It ought to have been a clash of equals, but the unavailability of key players for India could hobble them
Two staunch rivals in India and Australia will compete in the prestigious World Test championship final at The Oval next month.
As it should be, this is a hard match to predict. That’s mainly because of injury concerns and neither team having played a Test since completing a hard-fought series earlier this year. To make matters even more difficult, many of the players involved have only competed in the IPL in the lead-up to the one-off Test.
While this may not seem to be the ideal preparation, it’s worth recalling the opinion of former England batter Ravi Bopara. In 2009, Bopara went from the fledgling IPL into a Test series against West Indies and reckoned he was ideally prepared because T20 got his feet moving and put him in a positive frame of mind.
Heft was given to that view because Bopara reeled off successive Test centuries. The modern cricketer regularly has to adapt, going from one format to another, so Bopara’s theory should be even more applicable.
Therefore expect the players, especially the batters, to be ready for the Test. It’s up to the bowlers to prepare specifically for the longer spells required in the five-day format.
If Australia’s classy pace trio of Pat Cummins, Mitchell Starc and Josh Hazlewood are available, that makes them slight favourites. They are good bowlers any time, but England in early June should be right up their alley. Nevertheless, an Indian pace attack containing Mohammed Shami, Mohammed Siraj and Umesh Yadav is also strong and only just behind the Australian trio in wicket-taking capability.
Mental strength will play a huge part in this Test. The team that displays the most resilience is likely to win as long as the contest is not unduly affected by bad weather. Being able to maintain a decent line and length under attack is now mandatory in the tougher series, and a fully fit Australian attack should benefit if the opposition are overzealous.
The injuries to Jasprit Bumrah and Rishabh Pant badly affect India. They would be outright favourites with these two playing
Therefore much will depend on how the batters treat the talented opposing pace attacks. Australia rely heavily on Steve Smith, Marnus Labuschagne and Usman Khawaja’s big scoring ability but the enigmatic David Warner shouldn’t be overlooked. Despite his struggles in England, Warner is a dangerous player because he can score quickly. If he gets a start, India need to be wary because of the danger Warner presents.
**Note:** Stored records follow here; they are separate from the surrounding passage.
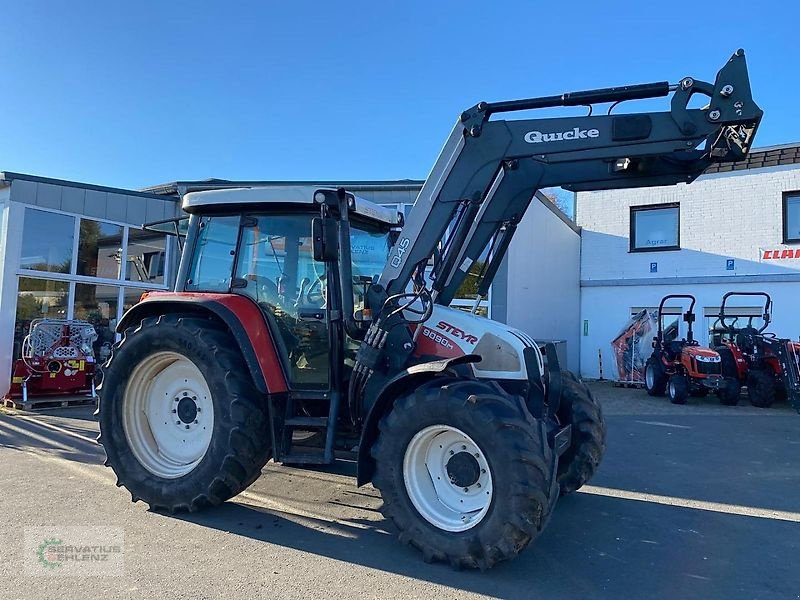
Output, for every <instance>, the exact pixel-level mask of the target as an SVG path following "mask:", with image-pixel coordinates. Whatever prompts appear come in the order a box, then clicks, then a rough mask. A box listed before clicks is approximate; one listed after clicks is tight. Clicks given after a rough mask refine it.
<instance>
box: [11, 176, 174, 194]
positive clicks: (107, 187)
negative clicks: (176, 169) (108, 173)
mask: <svg viewBox="0 0 800 600" xmlns="http://www.w3.org/2000/svg"><path fill="white" fill-rule="evenodd" d="M15 179H18V180H20V181H32V182H35V183H48V184H50V185H60V186H65V187H74V188H80V189H84V190H95V191H98V192H110V193H112V194H124V195H126V196H139V197H142V198H157V199H159V200H177V199H176V198H171V197H169V196H165V195H163V194H158V193H156V192H150V191H146V190H143V191H139V190H126V189H124V188H115V187H108V186H105V185H94V184H92V183H81V182H79V181H68V180H66V179H53V178H52V177H40V176H38V175H28V174H27V173H14V172H13V171H0V183H2V182H6V183H11V182H12V181H14V180H15Z"/></svg>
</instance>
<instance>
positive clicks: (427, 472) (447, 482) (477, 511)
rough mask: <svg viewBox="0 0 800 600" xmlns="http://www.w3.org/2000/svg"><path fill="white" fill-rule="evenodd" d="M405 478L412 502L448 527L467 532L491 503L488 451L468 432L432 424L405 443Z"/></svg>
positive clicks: (404, 462) (451, 529)
mask: <svg viewBox="0 0 800 600" xmlns="http://www.w3.org/2000/svg"><path fill="white" fill-rule="evenodd" d="M403 479H404V482H405V486H406V492H407V493H408V497H409V499H410V500H411V503H412V504H413V505H414V507H415V508H416V509H417V511H418V512H419V514H420V515H421V516H422V517H424V518H425V519H426V520H427V521H428V522H429V523H431V524H433V525H434V526H436V527H437V528H439V529H442V530H444V531H466V530H467V529H471V528H472V527H474V526H475V525H477V524H478V523H480V522H481V520H483V518H484V517H485V516H486V514H487V513H488V511H489V507H490V506H491V504H492V498H493V487H492V473H491V469H490V468H489V463H488V462H487V460H486V458H485V456H484V455H483V452H482V451H481V449H480V447H479V446H478V445H477V444H476V443H475V441H474V440H473V439H472V438H471V437H470V436H468V435H467V434H466V433H464V432H463V431H461V430H459V429H456V428H455V427H452V426H450V425H431V426H429V427H426V428H424V429H422V430H421V431H419V432H418V433H417V434H416V435H415V436H414V437H413V438H412V439H411V441H410V442H409V443H408V446H406V452H405V456H404V459H403Z"/></svg>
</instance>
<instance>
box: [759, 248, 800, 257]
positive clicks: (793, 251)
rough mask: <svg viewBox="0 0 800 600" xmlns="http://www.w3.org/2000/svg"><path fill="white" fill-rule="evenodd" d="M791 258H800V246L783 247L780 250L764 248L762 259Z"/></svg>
mask: <svg viewBox="0 0 800 600" xmlns="http://www.w3.org/2000/svg"><path fill="white" fill-rule="evenodd" d="M790 258H800V248H797V249H796V250H795V249H793V248H782V249H780V250H764V253H763V254H762V255H761V260H785V259H790Z"/></svg>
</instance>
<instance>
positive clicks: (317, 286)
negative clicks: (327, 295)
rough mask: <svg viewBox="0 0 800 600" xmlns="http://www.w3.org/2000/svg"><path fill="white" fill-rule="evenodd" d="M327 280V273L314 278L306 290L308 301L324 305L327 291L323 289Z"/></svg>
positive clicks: (313, 304)
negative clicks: (324, 281) (326, 277)
mask: <svg viewBox="0 0 800 600" xmlns="http://www.w3.org/2000/svg"><path fill="white" fill-rule="evenodd" d="M324 281H325V275H320V276H319V277H317V278H316V279H315V280H314V283H312V284H311V285H310V286H309V288H308V291H307V292H306V301H307V302H308V303H309V304H311V305H314V306H322V305H323V304H325V292H323V291H322V284H323V282H324Z"/></svg>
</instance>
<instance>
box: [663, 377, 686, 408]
mask: <svg viewBox="0 0 800 600" xmlns="http://www.w3.org/2000/svg"><path fill="white" fill-rule="evenodd" d="M667 393H668V394H669V401H670V402H672V403H673V404H686V400H687V398H688V397H689V380H688V379H687V378H686V375H673V376H672V377H670V378H669V383H668V384H667Z"/></svg>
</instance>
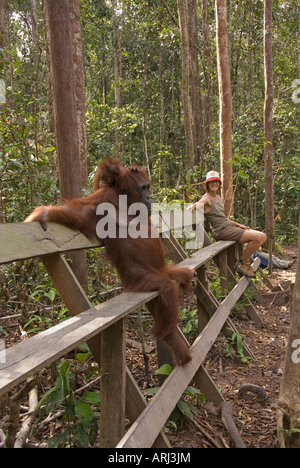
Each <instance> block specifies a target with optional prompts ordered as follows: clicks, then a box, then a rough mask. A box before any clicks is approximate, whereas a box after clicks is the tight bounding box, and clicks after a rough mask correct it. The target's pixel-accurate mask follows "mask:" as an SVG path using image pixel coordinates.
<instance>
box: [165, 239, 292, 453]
mask: <svg viewBox="0 0 300 468" xmlns="http://www.w3.org/2000/svg"><path fill="white" fill-rule="evenodd" d="M296 253H297V250H296V247H293V246H291V247H289V248H286V249H285V255H284V258H285V259H286V260H293V259H295V257H296ZM295 269H296V267H295V264H294V265H293V266H292V267H291V268H290V269H288V270H279V269H274V270H273V273H272V275H271V276H270V277H269V278H270V280H271V281H272V284H273V285H274V286H275V285H278V284H283V285H284V286H285V287H286V286H287V284H288V283H286V282H291V283H294V281H295ZM261 290H262V292H264V293H269V292H270V290H269V289H268V288H265V287H264V286H262V287H261ZM255 308H256V310H257V312H258V314H259V316H260V318H261V320H262V322H263V323H262V325H257V324H256V323H254V322H252V321H251V320H249V319H247V318H246V317H245V315H241V316H239V315H237V316H236V317H234V318H233V321H234V323H235V325H236V327H237V329H238V330H239V332H240V333H241V334H242V335H243V339H244V341H245V343H246V344H247V345H248V346H249V348H250V349H251V350H252V352H253V354H254V356H255V357H256V360H255V361H253V362H251V363H246V364H243V363H242V362H241V360H240V359H239V358H238V357H225V356H224V352H223V350H224V343H223V344H222V339H218V341H217V342H216V343H215V345H214V346H213V348H212V350H211V352H210V353H209V355H208V356H207V358H206V361H205V363H204V365H205V367H206V370H207V371H208V372H209V374H210V376H211V377H212V378H213V380H214V381H215V383H216V385H217V386H218V387H220V388H221V391H222V395H223V397H224V398H225V400H226V401H228V402H230V403H231V405H232V409H233V417H234V421H235V424H236V426H237V428H238V430H239V432H240V434H241V436H242V439H243V441H244V443H245V445H246V447H247V448H277V447H278V442H277V427H276V403H277V400H278V396H279V390H280V382H281V377H282V373H283V367H284V358H285V347H286V345H287V338H288V333H289V324H290V313H289V303H286V304H284V305H277V306H276V305H272V302H268V303H267V304H265V305H258V304H257V303H255ZM248 383H251V384H254V385H257V386H260V387H262V388H263V389H264V390H265V392H266V395H267V399H266V400H265V401H260V400H259V398H258V397H257V396H256V395H255V394H253V393H248V394H247V397H249V399H241V398H239V396H238V393H239V389H240V388H241V387H242V386H243V385H245V384H248ZM216 413H217V414H216ZM169 439H170V441H171V443H172V445H173V447H185V448H215V447H216V446H217V447H232V442H231V440H230V437H229V436H228V433H227V431H226V430H225V428H224V426H223V424H222V422H221V419H220V417H219V415H218V412H216V409H215V407H214V406H213V405H212V404H209V403H204V404H203V405H199V406H198V414H197V415H196V416H195V417H194V421H186V423H185V425H184V427H183V429H182V430H181V431H179V432H178V433H177V434H174V435H171V436H169Z"/></svg>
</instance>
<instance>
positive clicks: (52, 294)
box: [45, 289, 56, 302]
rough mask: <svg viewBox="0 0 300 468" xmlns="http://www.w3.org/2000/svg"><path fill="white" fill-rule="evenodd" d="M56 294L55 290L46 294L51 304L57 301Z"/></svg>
mask: <svg viewBox="0 0 300 468" xmlns="http://www.w3.org/2000/svg"><path fill="white" fill-rule="evenodd" d="M55 294H56V293H55V291H54V290H53V289H50V291H49V292H48V293H45V296H46V297H48V298H49V299H50V301H51V302H53V301H54V299H55Z"/></svg>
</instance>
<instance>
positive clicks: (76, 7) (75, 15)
mask: <svg viewBox="0 0 300 468" xmlns="http://www.w3.org/2000/svg"><path fill="white" fill-rule="evenodd" d="M69 8H70V21H71V38H72V51H73V64H74V82H75V104H76V113H77V133H78V144H79V155H80V164H81V182H82V188H84V187H87V184H88V170H87V136H86V109H85V78H84V67H83V55H82V39H81V24H80V8H79V1H78V0H69Z"/></svg>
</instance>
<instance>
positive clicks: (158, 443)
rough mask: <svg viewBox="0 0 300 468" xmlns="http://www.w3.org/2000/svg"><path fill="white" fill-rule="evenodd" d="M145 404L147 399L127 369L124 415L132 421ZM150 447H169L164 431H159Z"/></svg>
mask: <svg viewBox="0 0 300 468" xmlns="http://www.w3.org/2000/svg"><path fill="white" fill-rule="evenodd" d="M146 406H147V401H146V399H145V397H144V395H143V394H142V392H141V390H140V389H139V386H138V385H137V383H136V381H135V380H134V378H133V376H132V374H131V372H130V371H129V369H127V378H126V415H127V417H128V418H129V420H130V421H131V423H133V422H134V421H135V420H136V419H137V418H138V417H139V415H140V414H141V413H142V412H143V411H144V409H145V408H146ZM152 448H171V444H170V442H169V440H168V438H167V436H166V435H165V433H164V432H160V434H159V435H158V436H157V439H156V440H155V441H154V443H153V445H152Z"/></svg>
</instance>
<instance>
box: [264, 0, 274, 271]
mask: <svg viewBox="0 0 300 468" xmlns="http://www.w3.org/2000/svg"><path fill="white" fill-rule="evenodd" d="M272 6H273V0H265V5H264V66H265V105H264V139H265V142H264V145H265V148H264V155H265V197H266V199H265V228H266V234H267V236H268V244H269V255H270V262H269V269H271V265H272V261H271V260H272V251H273V244H274V192H273V101H274V90H273V64H272Z"/></svg>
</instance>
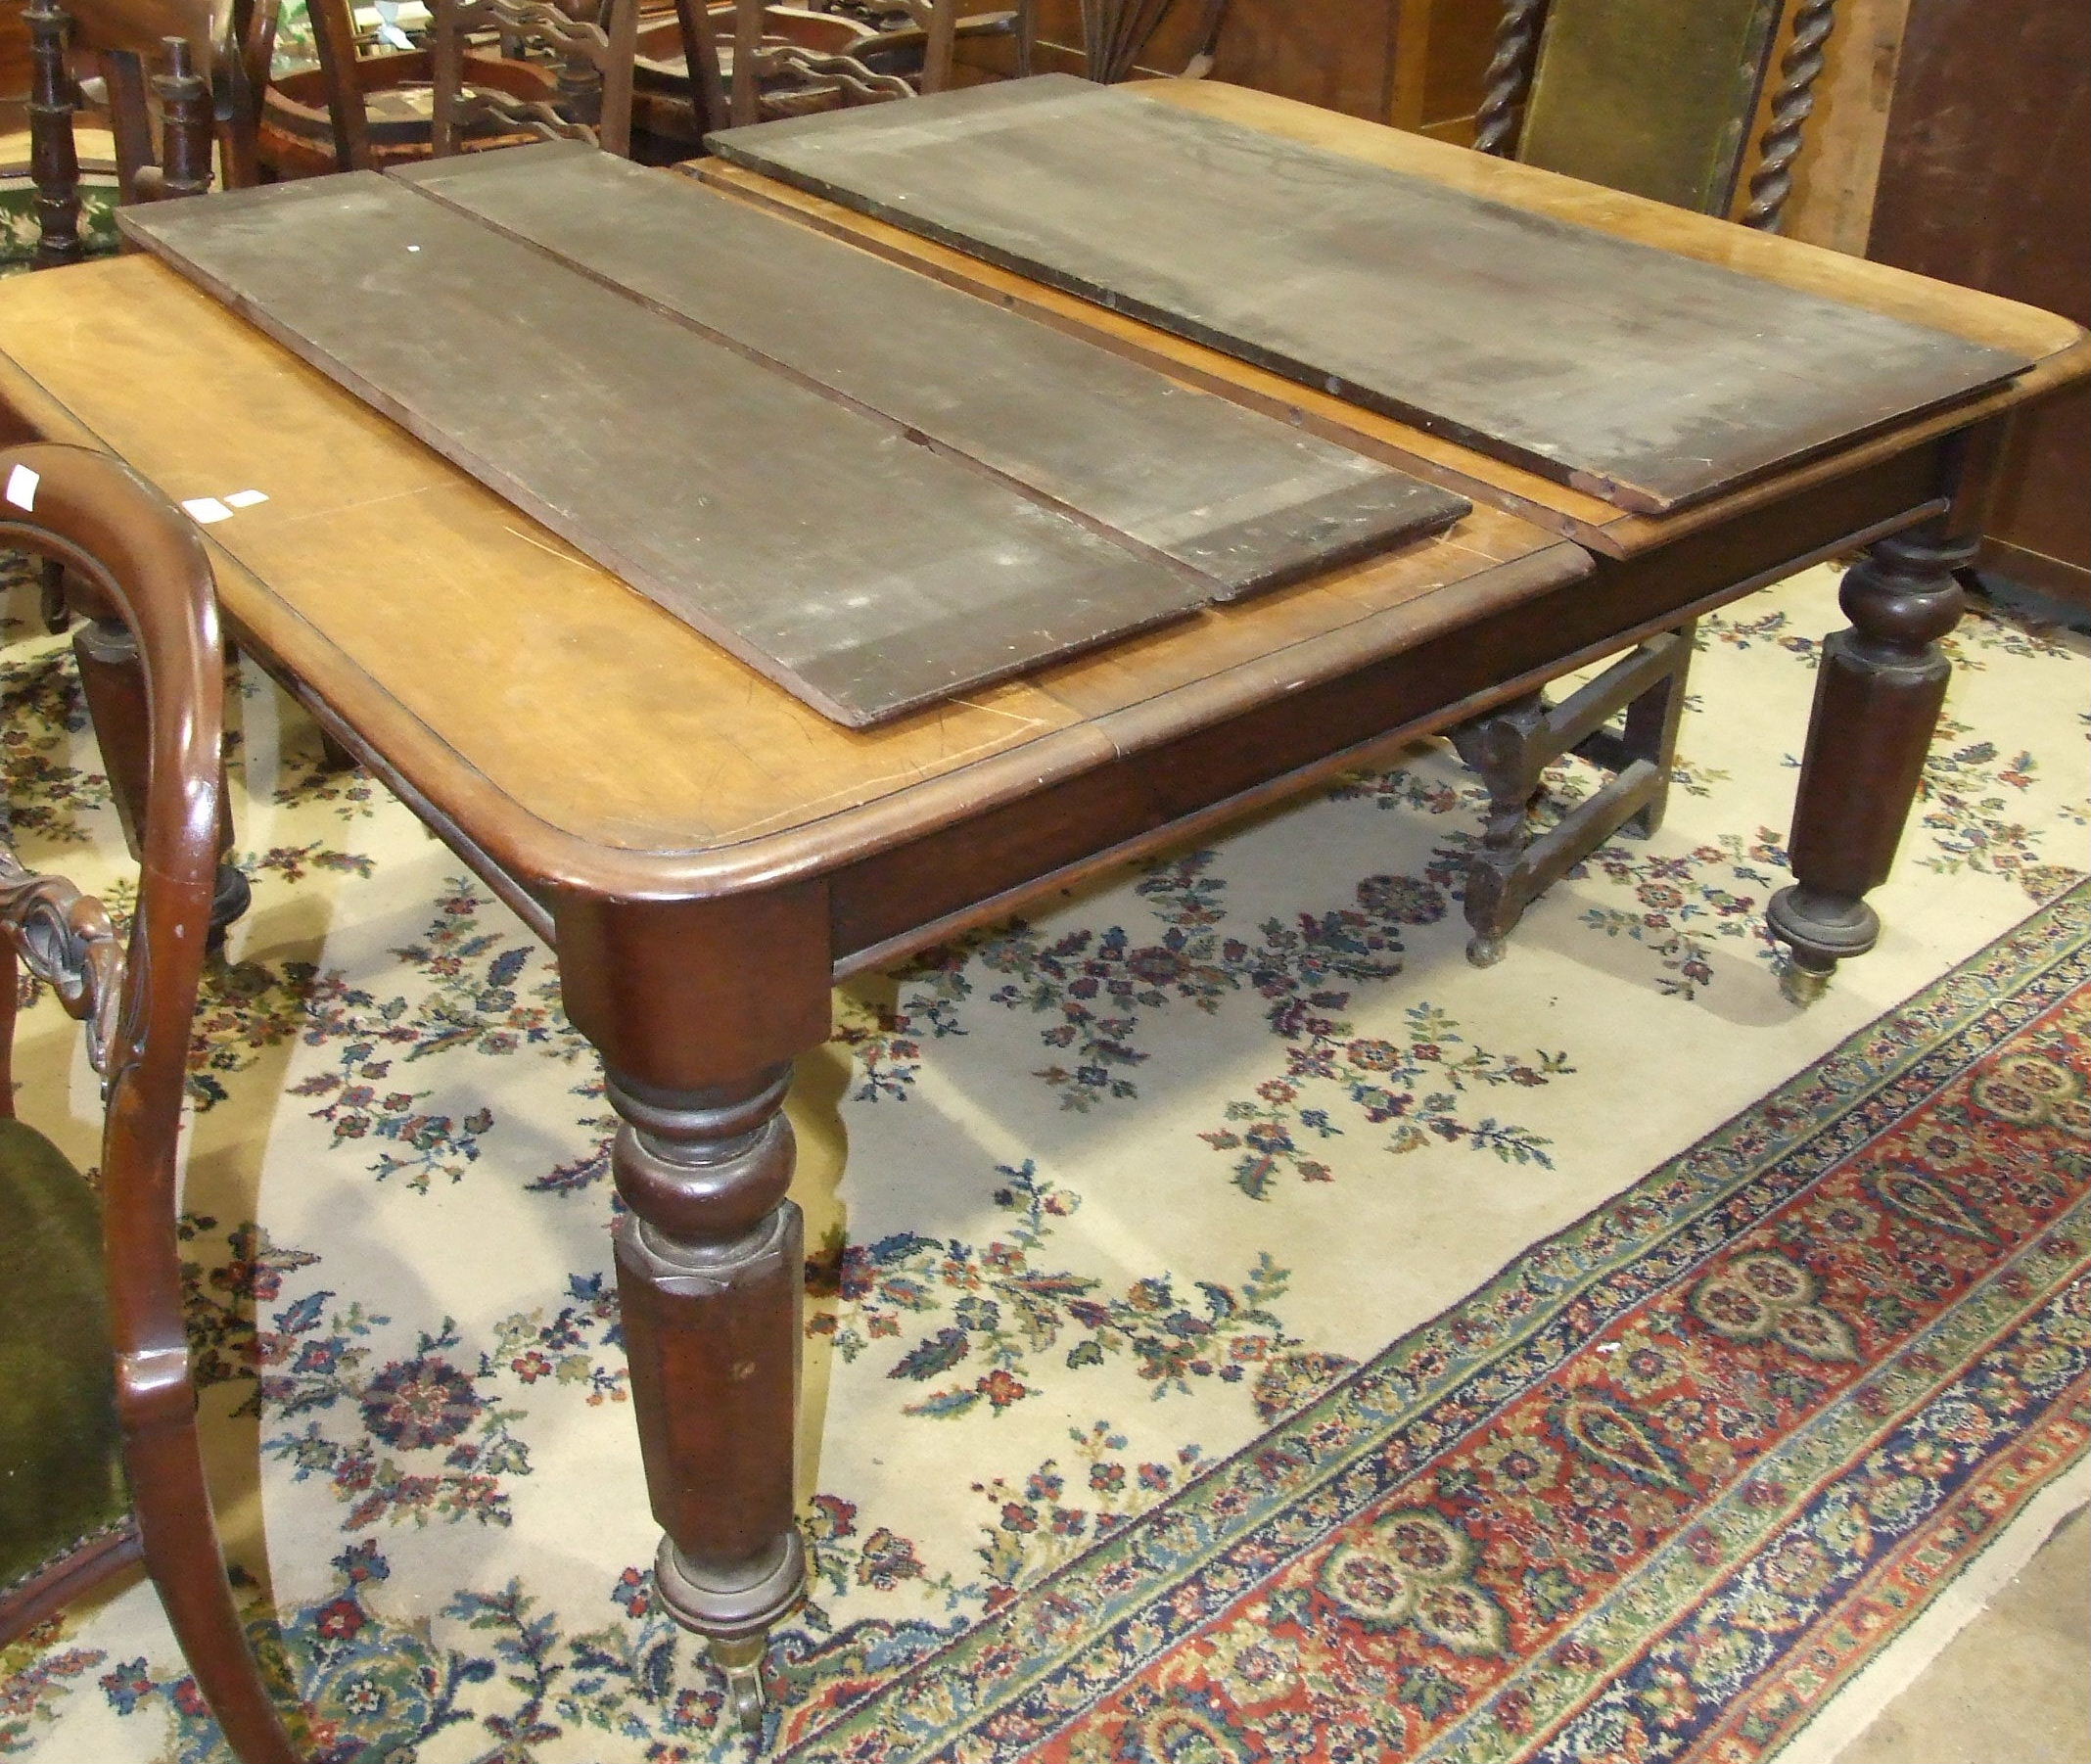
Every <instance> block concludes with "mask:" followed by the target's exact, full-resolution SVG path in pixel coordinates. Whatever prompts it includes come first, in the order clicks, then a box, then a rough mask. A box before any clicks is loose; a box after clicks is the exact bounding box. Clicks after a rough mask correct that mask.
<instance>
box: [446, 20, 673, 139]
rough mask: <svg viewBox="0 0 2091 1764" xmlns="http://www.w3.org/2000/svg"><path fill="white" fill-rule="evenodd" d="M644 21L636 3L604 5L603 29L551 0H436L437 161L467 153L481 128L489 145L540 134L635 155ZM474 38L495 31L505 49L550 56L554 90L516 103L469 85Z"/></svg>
mask: <svg viewBox="0 0 2091 1764" xmlns="http://www.w3.org/2000/svg"><path fill="white" fill-rule="evenodd" d="M638 23H640V8H638V0H604V6H602V15H600V23H598V21H596V19H588V17H575V15H571V13H567V10H562V8H560V6H556V4H552V0H435V29H433V33H431V38H429V73H431V86H433V105H435V109H433V123H431V136H429V146H431V153H433V155H435V157H437V159H443V157H447V155H452V153H462V150H464V148H466V146H468V144H470V142H468V136H470V134H473V132H477V134H479V136H481V142H483V144H489V146H491V144H496V142H508V140H512V138H516V136H539V138H544V140H585V142H588V144H590V146H600V148H602V150H604V153H615V155H619V157H623V159H629V157H631V77H634V56H636V54H638ZM475 33H498V36H500V38H502V42H504V44H521V46H525V48H539V50H544V52H548V54H550V59H552V65H554V67H556V90H554V94H552V96H550V98H516V96H514V94H512V92H506V90H502V88H498V86H485V84H479V82H475V79H470V77H468V69H466V59H464V50H466V40H468V38H470V36H475ZM510 59H514V56H510Z"/></svg>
On the Indian side Virat Kohli, Rohit Sharma and Cheteshwar Pujara are a handful because they have enjoyed success in Test cricket. Their job will be tough against a strong Australian attack.
The Australian bowlers also need to pay careful attention to Shubman Gill. He tends to play with no fear and has a stroke-making mentality, which will not change even on this momentous occasion. If he is allowed the freedom to score quickly and hit boundaries, Gill will be a headache for Australia.
One selection dilemma for India will be Ajinkya Rahane. Judging by the current squad, Rahane is likely to play, which means he will largely be relying on past form against Australia. If he plays, he will help in the slips to the spinners, as he is easily India’s best catcher in that position.
India have an advantage in spin bowling because of Ravindra Jadeja’s ability to bat in the top six, which allows them the luxury of including the efficient R Ashwin. While Nathan Lyon is a good bowler, he will be Australia’s sole spinner. However, this shouldn’t be detrimental in England, as allrounder Cameron Green’s genuine pace is well suited to the conditions.
The injuries to Jasprit Bumrah and Rishabh Pant badly affect India, as they would be outright favourites with these two playing. The somewhat surprising unavailability of allrounder Hardik Pandya also harms India, as he could have provided them with the final piece of the jigsaw puzzle.
With the match being played under English conditions, this slightly favours the strong Australian pace attack. However, as Bopara showed, you should never underestimate the value of IPL preparation for batters.